Issues with EKS module bootstrap and Cilium with newly released EKS AL2023 #1678

ajvn · 2024-02-20T09:04:33Z

What happened:
Hello folks, we've been testing recently released EKS optimized AL2023 AMI, and have some feedback to provide.
While I'm aware that these might not be strictly issue with AMI itself, I believe large enough part of your user base has similar setup, so it's probably beneficial to let you know about issues we've encountered.

Issue with user data part of launch configuration using EKS Terraform module v19.20.0

When provided as part of pre_bootstrap_user_data with enable_bootstrap_user_data set to false, it seems like nodeadm cannot parse it, and it fails during boot with Could not find NodeConfig within UserData.
This can be sorted by using pure YAML config file provided via user_data_template_path and it looks something like this:

---
apiVersion: node.eks.aws/v1alpha1
kind: NodeConfig
spec:
  cluster:
    name: ${cluster_name}
    apiServerEndpoint: ${cluster_endpoint}
    certificateAuthority: ${cluster_auth_base64}
    cidr: ${cluster_service_ipv4_cidr}

Cilium agent fails to start due to 2 default routes
There are 2 default routes using both ens5 and ens6 interfaces, and Cilium fails with something like this:

level=error msg="Start hook failed" error="daemon creation failed: error while initializing daemon: failed while reinitializing datapath: unable to install ip rule for ENI multi-node NodePort: failed to find interface with default route: Found multiple default routes with the same priority: {Ifindex: 2 Dst: 0.0.0.0/0 Src: <x.x.x.x> Gw: <x.x.x.x> Flags: [] Table: 254 Realm: 0} vs {Ifindex: 3 Dst: 0.0.0.0/0 Src: <x.x.x.x> Gw: <x.x.x.x> Flags: [] Table: 254 Realm: 0}" function="cmd.newDaemonPromise.func1 (daemon_main.go:1663)" subsys=hive

When locally testing bare bone AL2023 VDI image, there's only one default route, granted underlying virtualization and hardware are vastly different.

Solution to this is dropping second default route on ens6 interface:

$ sudo ip route delete default via <x.x.x.x>

After these 2 conditions are handled, node can join the cluster, is Ready and Cilium agent is running.

What you expected to happen:
As this is Tech Preview, it's already in pretty good state.

How to reproduce it (as minimally and precisely as possible):
Use EKS optimized AMI from initial announcement for one of the nodegroups in cluster where Cilium is used.

Anything else we need to know?:
I don't think so.

Environment:

AWS Region: eu-west-1
Instance Type(s): m6i-xlarge
EKS Platform version (use aws eks describe-cluster --name <name> --query cluster.platformVersion): eks.12
Kubernetes version (use aws eks describe-cluster --name <name> --query cluster.version): 1.26
AMI Version: ami-0bec930579ece14e9
Kernel (e.g. uname -a): 6.1.75-99.163.amzn2023.x86_64
Release information (run cat /etc/eks/release on a node):

BASE_AMI_ID="ami-0334b53123ef7ceb5"
BUILD_TIME="Tue Feb 13 04:50:11 UTC 2024"
BUILD_KERNEL="6.1.75-99.163.amzn2023.x86_64"
ARCH="x86_64"

The text was updated successfully, but these errors were encountered:

bryantbiggs · 2024-02-20T12:49:14Z

For 1 - I have it on my list to add AL2023 support to the EKS module so that it provides similar functionality like the other OSes we support, but glad you were able to sort it out with the generic user_data_template_path! cc @ptailor1193

jdn5126 · 2024-02-23T20:15:29Z

@ajvn I can take a look at number 2. There should be a default route via the primary ENI, which I assume is ens5 in your case, right?

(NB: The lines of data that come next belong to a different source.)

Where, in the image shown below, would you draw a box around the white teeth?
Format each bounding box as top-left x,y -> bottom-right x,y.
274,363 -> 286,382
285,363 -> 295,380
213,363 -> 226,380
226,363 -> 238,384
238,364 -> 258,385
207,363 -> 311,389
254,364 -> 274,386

That will already be configured before any CNI/IPAM is launched. Then it sounds like you are saying there are additional default routes via each secondary ENI, which does seem wrong.

Since you are running Cilium, any secondary ENIs would be attached due to EC2 API calls from Cilium. So I am confused about the ordering here. Was the AWS VPC CNI running before you tried to run Cilium?

It is possible that some other entity present in AL2023 is installing these routes, but the AMI should be disabling all udev triggers and systemd-networkd should not be getting involved here.

ajvn · 2024-02-24T15:43:41Z

I've added a new node group to test out AL2023 to an existing cluster which is already using Cilium. Other node groups are using Ubuntu take on EKS, there's single default route in those nodes, only for ens5 interface. Something is adding route for ens6 interface on AL2023, and also making it default, I don't know what.

ajvn · 2024-02-29T15:15:08Z

Quick update, Cilium failure seems to happen only if node fails to join the cluster initially due to some error (e.g. wrongly parsed nodeadm configuration). Although there are still two default routes on both ens5 and ens6, Cilium works correctly.
However, if Cilium pod is deleted, and starts again, it fails with aforementioned message.

This leads me to believe that perhaps second route is getting added after kubelet is started and Cilium agent pod starts. I'm still not sure what's adding it.

Edit:
Another update after small testing, it seems to be added by Cilium agent pod. I'm investigating further.

bryantbiggs · 2024-03-01T00:15:14Z

point 1 Is now resolved in v20.5.0 of the terraform-aws-eks module FYI

ajvn · 2024-03-01T07:41:30Z

point 1 Is not resolved in v20.5.0 of the terraform-aws-eks module FYI

No worries, and thank you for tackling it this quick. We have to address breaking changes for v20.x upgrade anyway, and for the time being user_data_template_path works great, especially with this clarification on expected format. It's easy to chain multiple bootstrap files/scripts.

bryantbiggs · 2024-03-01T12:35:28Z

whoops - there was a typo there not -> now 😅

ajvn · 2024-03-01T13:18:12Z

Ah, alright 😄 . I'll let you know once we get around upgrading our module and testing this functionality out.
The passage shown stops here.